Ефремов недовольно поскреб лоб. Ему идея брать к себе непонятно кого тоже была не близка. Ответственность высокая, перспективы туманные, случай такой единственный.
— Елисеев, у тебя он надежнее сохранится.
— Дмитрий Максимович, я его хранить не могу и не хочу. Я большую часть недели — в школе. Куда я его суну, да так, чтобы он слушался моих людей? Глазьев привык к вседозволенности. Он и сейчас ведет себя нагло, как будто мы обязаны им заниматься, потому что понимает, что на улицу мы его не выставим. Это ваша зона ответственности, Дмитрий Максимович. Где хотите, там и храните. А на мне еще Сысоев висит.
Его уже наверняка можно было попытаться вывести из стазиса, потому что даже если Накрех выжил, то ему будет точно не до того, чтобы сводить счеты с пацаном, который просто не справился с поручением.
— А если Накрех выжил и сведет счеты с Глазьевым? — спросил император.
— Я буду из-за этого переживать куда меньше, чем если Глазьев сунет нос в мои секреты и потом их разнесет по всем желающим, — отрезал я. — Скорее всего, Накрех мою личину не пробьет. А если Глазьев сам себя выдаст… Ну так естественный отбор никто не отменял. Глазьев-старший просто озаботится новым наследником.
— Не все так просто, — кисло сказал Ефремов. — У Егора Дмитриевича наследников быть не может.
— Пусть обратится к моим целителям. Скидку обещаю. Романа Глазьева на себя не возьму ни при каких условиях. И вообще про него не хочу слышать, пока не появится хоть какая-то обнадеживающая версия возврата души в тело.
Телефон Ефремова зазвонил, он глянул на экран, извинился перед императором и ответил. Разговор оказался коротким, и со стороны генерала раздавались в основном междометия.
— Никто из психов в себя не приходил. Из комы тоже за это время никто не вышел. Я приказал, чтобы дальше присматривали и обо всех докладывали, потому как затаиться мог ваш… не совсем обычный преступник.
— Вы совершенно правы, Дмитрий Максимович, — согласился я.

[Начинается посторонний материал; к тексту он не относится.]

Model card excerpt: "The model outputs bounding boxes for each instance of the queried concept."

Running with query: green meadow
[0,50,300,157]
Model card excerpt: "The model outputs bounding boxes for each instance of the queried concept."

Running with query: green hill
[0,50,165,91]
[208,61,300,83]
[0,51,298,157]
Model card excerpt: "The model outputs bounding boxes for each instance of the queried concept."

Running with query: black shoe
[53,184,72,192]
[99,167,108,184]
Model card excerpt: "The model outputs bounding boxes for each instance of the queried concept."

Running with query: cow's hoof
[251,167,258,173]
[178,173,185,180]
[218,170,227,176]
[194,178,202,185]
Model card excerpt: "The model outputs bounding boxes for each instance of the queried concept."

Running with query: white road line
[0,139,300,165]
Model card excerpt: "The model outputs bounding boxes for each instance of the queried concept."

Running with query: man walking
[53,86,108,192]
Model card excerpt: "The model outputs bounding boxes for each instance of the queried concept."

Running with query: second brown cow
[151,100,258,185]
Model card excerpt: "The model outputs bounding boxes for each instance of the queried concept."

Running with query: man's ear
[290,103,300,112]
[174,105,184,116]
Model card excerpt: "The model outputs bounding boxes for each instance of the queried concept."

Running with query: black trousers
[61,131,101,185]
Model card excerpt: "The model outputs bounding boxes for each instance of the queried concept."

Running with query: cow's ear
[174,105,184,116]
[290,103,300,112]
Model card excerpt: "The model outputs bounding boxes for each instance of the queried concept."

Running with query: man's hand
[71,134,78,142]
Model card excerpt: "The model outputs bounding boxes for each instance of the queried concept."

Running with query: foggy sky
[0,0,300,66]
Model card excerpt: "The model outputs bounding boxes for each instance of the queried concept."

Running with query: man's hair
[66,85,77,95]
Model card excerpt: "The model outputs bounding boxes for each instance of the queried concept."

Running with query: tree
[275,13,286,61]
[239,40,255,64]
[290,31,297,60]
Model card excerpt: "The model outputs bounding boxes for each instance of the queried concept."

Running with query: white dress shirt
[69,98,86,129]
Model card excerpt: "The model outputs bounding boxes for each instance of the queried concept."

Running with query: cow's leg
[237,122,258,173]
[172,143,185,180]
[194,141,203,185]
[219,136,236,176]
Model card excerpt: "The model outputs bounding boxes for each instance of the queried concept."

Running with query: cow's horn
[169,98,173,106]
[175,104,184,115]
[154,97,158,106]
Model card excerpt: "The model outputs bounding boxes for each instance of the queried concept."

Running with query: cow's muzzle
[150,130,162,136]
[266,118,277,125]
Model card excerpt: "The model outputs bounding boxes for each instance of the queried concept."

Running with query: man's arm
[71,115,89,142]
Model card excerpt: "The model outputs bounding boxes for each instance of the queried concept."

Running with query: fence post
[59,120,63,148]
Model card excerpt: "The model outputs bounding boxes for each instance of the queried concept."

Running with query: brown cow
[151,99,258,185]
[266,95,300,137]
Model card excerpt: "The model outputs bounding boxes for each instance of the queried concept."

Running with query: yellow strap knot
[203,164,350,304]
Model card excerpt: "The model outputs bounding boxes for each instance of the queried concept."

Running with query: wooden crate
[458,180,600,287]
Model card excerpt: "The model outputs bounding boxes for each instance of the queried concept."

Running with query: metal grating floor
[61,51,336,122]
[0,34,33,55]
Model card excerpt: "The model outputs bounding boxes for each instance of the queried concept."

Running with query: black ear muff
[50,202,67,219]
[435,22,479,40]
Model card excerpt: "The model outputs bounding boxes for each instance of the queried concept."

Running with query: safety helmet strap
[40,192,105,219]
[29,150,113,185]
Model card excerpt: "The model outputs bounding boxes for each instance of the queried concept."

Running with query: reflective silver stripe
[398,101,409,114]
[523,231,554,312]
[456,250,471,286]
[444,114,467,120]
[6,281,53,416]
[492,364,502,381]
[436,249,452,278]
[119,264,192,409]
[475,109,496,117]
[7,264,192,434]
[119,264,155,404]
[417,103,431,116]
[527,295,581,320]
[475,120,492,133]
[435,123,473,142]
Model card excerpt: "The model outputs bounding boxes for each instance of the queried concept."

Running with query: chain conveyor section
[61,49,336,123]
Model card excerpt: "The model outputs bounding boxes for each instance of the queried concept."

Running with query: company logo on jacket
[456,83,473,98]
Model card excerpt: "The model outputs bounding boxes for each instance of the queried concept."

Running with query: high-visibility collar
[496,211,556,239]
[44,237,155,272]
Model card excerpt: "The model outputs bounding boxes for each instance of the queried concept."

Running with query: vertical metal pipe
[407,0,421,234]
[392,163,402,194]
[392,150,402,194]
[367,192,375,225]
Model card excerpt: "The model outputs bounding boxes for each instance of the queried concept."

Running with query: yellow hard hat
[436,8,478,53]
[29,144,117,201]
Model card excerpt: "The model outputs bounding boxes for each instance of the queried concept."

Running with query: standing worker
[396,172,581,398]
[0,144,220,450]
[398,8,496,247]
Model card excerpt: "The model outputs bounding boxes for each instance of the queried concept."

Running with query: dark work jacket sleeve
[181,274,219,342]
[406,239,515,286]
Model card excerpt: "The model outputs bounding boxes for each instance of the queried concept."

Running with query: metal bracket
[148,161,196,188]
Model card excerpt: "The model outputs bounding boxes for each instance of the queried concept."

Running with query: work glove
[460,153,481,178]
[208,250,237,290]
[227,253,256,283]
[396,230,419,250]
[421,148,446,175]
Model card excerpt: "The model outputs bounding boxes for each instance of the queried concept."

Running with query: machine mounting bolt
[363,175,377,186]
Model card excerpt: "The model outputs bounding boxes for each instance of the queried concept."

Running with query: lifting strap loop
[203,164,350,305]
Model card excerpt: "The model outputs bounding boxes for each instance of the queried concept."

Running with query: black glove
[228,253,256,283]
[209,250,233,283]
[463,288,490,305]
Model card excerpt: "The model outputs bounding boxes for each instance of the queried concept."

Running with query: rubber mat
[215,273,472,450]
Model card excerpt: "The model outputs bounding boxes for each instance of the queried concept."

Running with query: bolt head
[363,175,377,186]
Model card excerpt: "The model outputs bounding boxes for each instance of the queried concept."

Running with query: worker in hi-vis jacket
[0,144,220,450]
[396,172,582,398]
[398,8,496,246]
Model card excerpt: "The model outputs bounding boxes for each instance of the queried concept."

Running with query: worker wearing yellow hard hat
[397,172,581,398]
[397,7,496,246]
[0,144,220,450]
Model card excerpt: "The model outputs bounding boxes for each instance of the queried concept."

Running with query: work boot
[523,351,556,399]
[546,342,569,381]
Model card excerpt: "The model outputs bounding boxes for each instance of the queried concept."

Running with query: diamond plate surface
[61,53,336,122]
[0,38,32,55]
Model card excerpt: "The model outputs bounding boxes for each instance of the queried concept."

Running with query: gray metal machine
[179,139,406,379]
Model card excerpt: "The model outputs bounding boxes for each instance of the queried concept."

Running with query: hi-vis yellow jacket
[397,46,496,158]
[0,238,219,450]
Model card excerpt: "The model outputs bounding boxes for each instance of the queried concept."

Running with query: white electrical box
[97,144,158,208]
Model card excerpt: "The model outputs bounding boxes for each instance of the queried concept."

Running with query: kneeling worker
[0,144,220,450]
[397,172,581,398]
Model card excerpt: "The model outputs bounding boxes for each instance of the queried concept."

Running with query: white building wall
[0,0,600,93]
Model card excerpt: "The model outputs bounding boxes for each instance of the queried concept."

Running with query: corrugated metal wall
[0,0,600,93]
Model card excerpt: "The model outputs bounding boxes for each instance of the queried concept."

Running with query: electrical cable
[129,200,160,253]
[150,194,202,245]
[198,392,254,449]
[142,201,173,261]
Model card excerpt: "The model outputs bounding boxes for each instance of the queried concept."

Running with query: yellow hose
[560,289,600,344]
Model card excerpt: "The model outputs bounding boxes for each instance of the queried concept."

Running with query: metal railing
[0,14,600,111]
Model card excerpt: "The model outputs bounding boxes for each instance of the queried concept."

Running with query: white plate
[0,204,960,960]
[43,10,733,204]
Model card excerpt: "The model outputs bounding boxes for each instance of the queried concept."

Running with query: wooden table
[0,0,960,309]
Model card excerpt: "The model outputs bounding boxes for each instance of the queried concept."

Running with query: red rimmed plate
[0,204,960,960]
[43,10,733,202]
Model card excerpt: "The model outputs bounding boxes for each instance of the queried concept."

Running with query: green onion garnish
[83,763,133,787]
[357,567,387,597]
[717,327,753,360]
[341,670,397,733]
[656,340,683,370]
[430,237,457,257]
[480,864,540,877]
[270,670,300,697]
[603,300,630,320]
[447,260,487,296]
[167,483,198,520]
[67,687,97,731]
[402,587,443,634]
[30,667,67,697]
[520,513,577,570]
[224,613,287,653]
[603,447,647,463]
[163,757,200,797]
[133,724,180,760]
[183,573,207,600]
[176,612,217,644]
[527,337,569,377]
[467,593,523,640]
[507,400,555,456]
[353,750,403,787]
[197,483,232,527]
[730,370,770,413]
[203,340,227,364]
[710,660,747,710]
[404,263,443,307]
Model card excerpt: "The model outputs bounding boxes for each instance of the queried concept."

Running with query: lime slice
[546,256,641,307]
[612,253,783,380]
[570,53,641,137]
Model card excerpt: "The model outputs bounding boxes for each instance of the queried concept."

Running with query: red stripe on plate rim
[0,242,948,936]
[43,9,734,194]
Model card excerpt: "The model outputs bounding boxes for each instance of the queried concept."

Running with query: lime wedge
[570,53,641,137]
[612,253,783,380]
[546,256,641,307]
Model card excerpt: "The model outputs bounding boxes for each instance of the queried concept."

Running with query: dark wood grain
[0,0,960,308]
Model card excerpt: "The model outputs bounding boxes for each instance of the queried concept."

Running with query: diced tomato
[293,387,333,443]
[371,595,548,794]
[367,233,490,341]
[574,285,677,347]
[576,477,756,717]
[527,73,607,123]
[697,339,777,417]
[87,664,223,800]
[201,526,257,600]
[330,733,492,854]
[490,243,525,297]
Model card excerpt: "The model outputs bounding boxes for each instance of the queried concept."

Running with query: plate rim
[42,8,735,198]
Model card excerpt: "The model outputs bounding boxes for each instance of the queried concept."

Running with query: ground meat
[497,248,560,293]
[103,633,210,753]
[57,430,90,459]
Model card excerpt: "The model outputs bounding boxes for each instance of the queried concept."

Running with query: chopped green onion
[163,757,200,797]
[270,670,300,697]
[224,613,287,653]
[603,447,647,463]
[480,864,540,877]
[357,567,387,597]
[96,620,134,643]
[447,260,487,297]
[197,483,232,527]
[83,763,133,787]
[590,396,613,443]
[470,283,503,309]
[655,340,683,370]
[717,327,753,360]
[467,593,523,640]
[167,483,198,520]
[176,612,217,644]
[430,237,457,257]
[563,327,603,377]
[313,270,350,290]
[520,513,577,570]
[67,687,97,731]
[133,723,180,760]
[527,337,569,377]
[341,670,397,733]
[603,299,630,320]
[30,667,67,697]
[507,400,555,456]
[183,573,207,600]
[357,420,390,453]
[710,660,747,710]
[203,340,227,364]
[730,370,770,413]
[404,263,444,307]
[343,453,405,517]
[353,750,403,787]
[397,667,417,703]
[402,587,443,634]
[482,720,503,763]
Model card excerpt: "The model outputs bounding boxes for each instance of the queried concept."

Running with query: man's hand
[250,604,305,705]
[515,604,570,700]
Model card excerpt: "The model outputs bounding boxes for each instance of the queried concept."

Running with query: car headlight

Развеялся или нет Накрех? Это занимало меня больше всего. Даже то, что подходящих для вселения тел не выявилось, ни о чем не говорило — никто же так и не узнал, что душа Ярослава Елисеева рассталась с телом. Точнее, прежнего Ярослава Елисеева, потому что я считал себя уже больше им, чем Мальгусом. Прежняя жизнь казалась уже полузабытым сном.
— Глазьева у нас держать опасно, — приободренный моей покладистостью опять завел свою шарманку Ефремов.
— А это уже ваши проблемы, Дмитрий Максимович. Если от него отказался отец, то почему меня должна заботить его судьба?
— Он лицо пострадавшее…
— В большей степени он преступник. Личину я ему настрою, но это все, что я могу для вас сделать, Дмитрий Максимович.
Ефремов посмотрел на императора, рассчитывая на поддержку, но тот нахмурился и бросил:
— Ярослав прав, это не его проблема. У нас еще где-то бесхозная тварь обретается. Как показала практика, она не дохнет даже за несколько лет без подпитки.
— Боюсь, там купола не будет как у Вишневских, — заметил я. — А значит, она сможет к себе кого-нибудь подтягивать и жрать. Искать надо, и срочно. Где-то должен быть этот долбанный дом. Может, Новиков его в наследство получил? Не проверяли?
— Нет у него на балансе никакого дома. Ни в аренде, ни в собственности, — проворчал Ефремов.